Many hospitals use traveling nurses to augment their staffing when regular or per diem hospital staff can't cover shifts. Traveling nurses take assignments for specified but varying times, such as six weeks or three months, often to cover sick leaves or other planned absences. Traveling nurses who work in specialty areas such as ICU are in high demand and can often command a higher salary than traveling nurses who work in standard areas such as medical-surgical floors.

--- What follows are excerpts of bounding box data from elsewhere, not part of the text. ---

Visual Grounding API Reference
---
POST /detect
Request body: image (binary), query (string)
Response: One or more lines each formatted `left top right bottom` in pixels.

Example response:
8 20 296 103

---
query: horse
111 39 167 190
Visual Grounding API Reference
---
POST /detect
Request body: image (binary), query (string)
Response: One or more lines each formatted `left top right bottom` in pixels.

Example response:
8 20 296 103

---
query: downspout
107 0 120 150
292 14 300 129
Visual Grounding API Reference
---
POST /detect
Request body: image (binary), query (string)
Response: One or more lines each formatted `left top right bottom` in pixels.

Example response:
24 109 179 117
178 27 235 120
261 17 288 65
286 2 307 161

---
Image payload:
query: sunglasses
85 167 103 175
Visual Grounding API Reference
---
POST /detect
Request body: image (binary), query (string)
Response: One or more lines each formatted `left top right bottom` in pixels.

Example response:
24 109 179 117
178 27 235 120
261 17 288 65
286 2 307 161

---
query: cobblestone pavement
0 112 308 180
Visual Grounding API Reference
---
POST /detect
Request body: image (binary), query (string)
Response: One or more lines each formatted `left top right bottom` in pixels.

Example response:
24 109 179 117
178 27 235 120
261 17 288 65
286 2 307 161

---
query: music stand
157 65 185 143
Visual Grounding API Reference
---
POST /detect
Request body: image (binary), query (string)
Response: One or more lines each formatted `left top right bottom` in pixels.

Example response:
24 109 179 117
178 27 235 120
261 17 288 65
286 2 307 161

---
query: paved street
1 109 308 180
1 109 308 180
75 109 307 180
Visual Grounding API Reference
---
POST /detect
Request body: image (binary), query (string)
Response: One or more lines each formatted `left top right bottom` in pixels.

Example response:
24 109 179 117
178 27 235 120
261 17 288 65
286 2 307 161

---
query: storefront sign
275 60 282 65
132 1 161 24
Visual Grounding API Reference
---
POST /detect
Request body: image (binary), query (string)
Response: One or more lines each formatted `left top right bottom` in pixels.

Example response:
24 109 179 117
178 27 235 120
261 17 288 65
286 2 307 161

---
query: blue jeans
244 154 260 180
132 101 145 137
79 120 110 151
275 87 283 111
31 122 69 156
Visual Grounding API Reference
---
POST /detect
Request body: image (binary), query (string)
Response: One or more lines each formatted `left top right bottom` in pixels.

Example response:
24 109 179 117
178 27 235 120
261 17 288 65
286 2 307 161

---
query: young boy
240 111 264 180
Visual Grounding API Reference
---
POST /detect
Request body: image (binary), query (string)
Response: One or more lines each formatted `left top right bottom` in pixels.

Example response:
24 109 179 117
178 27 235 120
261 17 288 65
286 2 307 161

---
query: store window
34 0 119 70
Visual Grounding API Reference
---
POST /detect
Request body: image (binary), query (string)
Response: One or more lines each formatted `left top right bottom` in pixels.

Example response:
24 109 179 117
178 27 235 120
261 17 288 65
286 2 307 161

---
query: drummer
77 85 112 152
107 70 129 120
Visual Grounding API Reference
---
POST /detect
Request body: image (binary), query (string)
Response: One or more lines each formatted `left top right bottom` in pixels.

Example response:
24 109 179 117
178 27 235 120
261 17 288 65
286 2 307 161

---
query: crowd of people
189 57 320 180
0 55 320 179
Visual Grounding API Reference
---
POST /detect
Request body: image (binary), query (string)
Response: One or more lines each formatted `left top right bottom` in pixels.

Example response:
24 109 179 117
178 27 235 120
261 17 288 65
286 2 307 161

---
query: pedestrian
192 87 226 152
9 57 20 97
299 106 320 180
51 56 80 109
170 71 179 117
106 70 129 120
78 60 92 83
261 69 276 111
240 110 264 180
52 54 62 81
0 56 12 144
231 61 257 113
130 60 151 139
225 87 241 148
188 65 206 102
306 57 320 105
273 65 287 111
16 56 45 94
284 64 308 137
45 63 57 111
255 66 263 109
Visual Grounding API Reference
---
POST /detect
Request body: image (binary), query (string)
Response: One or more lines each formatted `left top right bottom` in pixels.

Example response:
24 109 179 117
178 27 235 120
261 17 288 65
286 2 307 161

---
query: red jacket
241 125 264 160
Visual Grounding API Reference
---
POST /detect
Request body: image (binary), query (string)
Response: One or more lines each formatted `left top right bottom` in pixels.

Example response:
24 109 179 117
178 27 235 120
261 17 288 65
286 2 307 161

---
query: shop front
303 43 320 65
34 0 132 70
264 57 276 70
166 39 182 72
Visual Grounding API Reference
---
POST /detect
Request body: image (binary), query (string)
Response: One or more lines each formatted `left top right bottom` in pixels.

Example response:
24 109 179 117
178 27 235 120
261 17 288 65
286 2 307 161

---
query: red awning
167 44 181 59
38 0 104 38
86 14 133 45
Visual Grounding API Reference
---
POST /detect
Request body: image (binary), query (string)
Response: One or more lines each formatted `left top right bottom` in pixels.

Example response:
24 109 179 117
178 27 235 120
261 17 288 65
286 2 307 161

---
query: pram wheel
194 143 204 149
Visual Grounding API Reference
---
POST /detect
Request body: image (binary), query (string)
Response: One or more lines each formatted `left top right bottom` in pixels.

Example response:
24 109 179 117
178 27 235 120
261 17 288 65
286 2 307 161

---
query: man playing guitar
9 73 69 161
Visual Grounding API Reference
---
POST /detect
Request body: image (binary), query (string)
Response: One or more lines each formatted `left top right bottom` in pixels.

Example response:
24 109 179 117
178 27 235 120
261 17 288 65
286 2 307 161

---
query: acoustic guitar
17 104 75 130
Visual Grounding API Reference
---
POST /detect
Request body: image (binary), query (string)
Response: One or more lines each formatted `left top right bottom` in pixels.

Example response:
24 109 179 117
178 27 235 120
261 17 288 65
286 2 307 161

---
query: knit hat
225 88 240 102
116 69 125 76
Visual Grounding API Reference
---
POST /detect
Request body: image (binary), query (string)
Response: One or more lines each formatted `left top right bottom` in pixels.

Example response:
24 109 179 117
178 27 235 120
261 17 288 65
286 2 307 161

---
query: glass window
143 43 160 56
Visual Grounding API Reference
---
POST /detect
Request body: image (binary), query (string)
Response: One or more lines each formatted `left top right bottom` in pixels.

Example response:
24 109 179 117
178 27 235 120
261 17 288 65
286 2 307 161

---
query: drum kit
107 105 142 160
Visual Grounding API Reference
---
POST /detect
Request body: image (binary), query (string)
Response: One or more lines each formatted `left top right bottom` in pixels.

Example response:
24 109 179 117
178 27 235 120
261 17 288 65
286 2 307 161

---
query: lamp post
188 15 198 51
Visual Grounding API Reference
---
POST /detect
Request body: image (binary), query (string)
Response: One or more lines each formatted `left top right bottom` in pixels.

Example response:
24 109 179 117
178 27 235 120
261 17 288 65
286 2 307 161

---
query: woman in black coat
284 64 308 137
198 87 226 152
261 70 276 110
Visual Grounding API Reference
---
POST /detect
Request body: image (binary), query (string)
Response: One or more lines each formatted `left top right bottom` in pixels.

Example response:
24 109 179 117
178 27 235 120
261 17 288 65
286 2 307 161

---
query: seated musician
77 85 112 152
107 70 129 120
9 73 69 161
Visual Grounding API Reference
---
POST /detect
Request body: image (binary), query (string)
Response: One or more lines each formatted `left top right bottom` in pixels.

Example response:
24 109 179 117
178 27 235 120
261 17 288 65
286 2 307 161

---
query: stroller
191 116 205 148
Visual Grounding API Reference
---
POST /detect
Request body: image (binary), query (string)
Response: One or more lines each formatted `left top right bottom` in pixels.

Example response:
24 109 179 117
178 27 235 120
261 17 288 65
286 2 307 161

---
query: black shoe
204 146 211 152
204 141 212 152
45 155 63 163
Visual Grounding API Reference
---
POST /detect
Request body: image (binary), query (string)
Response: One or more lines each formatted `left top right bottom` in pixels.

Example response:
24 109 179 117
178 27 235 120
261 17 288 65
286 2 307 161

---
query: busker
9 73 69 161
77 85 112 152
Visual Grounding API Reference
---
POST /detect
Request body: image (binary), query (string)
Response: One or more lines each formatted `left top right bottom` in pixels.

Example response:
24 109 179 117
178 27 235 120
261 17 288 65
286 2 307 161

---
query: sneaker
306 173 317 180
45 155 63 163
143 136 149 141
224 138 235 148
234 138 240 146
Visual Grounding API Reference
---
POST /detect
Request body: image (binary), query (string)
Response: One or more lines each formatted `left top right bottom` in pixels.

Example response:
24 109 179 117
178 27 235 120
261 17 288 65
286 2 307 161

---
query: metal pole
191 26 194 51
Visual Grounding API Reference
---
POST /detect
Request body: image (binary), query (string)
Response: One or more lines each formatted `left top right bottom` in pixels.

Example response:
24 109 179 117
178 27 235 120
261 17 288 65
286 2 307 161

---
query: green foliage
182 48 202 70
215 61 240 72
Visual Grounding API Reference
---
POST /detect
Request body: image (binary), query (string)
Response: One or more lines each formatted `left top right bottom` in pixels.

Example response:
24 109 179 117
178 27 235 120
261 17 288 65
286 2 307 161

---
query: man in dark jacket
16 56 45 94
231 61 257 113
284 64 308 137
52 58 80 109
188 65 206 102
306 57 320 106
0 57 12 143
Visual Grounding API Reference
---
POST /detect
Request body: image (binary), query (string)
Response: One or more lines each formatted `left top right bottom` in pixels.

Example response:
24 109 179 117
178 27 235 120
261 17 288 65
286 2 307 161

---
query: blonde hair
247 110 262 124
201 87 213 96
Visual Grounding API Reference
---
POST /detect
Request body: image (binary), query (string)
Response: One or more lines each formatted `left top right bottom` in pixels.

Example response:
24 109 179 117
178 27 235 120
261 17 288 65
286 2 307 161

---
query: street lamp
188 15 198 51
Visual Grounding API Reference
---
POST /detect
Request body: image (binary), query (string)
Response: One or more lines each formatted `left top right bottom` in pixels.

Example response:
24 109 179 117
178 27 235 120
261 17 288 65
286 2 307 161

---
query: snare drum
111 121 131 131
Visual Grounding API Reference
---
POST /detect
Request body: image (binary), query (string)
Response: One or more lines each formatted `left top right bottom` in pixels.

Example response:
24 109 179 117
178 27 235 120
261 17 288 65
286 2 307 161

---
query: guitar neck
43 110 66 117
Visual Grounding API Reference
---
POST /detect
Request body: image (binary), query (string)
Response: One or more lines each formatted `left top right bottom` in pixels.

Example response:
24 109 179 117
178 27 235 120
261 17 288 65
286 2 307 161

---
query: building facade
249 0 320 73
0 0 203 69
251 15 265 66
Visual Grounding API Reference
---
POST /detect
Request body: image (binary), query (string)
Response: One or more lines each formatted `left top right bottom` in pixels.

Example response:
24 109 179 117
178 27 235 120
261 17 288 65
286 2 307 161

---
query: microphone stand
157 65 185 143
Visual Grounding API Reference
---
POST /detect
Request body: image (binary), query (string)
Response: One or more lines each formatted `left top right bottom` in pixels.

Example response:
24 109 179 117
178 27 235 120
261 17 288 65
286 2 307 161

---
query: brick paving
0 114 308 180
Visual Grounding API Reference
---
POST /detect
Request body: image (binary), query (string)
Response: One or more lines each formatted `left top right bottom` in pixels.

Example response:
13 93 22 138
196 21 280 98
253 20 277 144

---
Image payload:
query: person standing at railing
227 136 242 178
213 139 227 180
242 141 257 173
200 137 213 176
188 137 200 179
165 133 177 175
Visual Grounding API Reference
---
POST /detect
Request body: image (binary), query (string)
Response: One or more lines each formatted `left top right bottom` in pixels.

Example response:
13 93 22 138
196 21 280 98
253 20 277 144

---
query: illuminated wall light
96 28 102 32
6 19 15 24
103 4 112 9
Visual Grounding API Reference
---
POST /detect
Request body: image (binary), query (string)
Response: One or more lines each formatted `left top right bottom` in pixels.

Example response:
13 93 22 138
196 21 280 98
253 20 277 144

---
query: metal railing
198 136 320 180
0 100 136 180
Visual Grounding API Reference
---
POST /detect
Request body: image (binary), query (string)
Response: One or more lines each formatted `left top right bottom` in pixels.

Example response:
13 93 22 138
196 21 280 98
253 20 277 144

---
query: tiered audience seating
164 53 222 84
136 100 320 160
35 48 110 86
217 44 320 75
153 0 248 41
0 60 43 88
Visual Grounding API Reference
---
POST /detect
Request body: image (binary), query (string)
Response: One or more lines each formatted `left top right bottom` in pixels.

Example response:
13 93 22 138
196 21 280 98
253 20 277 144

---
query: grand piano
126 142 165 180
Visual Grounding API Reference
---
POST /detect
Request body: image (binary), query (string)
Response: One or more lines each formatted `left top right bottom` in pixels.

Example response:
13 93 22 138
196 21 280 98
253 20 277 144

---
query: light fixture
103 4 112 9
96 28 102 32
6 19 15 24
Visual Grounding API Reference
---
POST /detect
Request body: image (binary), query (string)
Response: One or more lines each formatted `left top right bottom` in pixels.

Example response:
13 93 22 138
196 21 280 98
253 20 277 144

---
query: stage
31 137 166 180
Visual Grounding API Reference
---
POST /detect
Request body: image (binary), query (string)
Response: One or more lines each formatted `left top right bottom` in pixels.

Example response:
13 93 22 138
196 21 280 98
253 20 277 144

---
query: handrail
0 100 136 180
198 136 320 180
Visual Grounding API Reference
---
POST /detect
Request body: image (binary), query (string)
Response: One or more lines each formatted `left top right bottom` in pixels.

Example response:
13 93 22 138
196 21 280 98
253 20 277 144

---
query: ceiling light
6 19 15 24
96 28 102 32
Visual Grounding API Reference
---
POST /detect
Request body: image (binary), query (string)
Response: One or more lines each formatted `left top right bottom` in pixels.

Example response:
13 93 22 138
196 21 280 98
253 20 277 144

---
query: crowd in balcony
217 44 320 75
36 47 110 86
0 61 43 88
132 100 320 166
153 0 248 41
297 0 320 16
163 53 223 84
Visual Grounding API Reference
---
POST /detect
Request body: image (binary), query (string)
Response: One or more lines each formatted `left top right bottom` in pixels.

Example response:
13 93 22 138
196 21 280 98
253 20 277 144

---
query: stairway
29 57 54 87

Average ICU Nursing Salary
In 2013, ICU nursing salaries ranged from an average of $63,000 in Hawaii to $101,000 in New York state, according to SalaryByState.org. In most cases, traveling nurses earn a higher base hourly rate than staff nurses at the same hospital, reports IPI Travel, a staffing agency. Shift differentials can also raise a nurse's pay, with nurses who work the evening shift making more per hour than nurses on day shift and night nurses making the highest salary, often 25 percent higher than day shift salaries.
Traveling Nurse Salaries
Travel pay varies, depending on what part of the country you work in and what type of hospital you work for. In general, large metropolitan areas offer higher pay than small rural areas within the same state. Staffing agencies for traveling nurses may also pay more for short-term assignments of one to four weeks than for longer assignments of eight to 13 weeks, according to IPI Travel.
Traveling nurses receive extra compensation that can significantly increase their pay over their base hourly rate. In addition to an hourly salary, traveling nurses often receive additional forms of compensation, such as a housing allowance or free housing, a stipend for meals and incidental purchases, paid health insurance, travel money and a sign-on bonus. When discussing salary with a staffing agency, determine whether the compensation amounts include all the additional types of payment, plus the hourly wage -- called a blended payment rate -- or just the base hourly rate.
More travel nurses have bachelor of science degrees and additional certification compared to general hospital staff. Around 60 percent have BSNs, a higher percentage than the national nursing average, according to "American Nurse Today." Most agencies also want their traveling nurses to have a certain amount of work experience, particularly for specialty areas such as ICU. Many require at least two years, and sometimes three to five years, for ICU traveling nurses, the BluePipes website reports.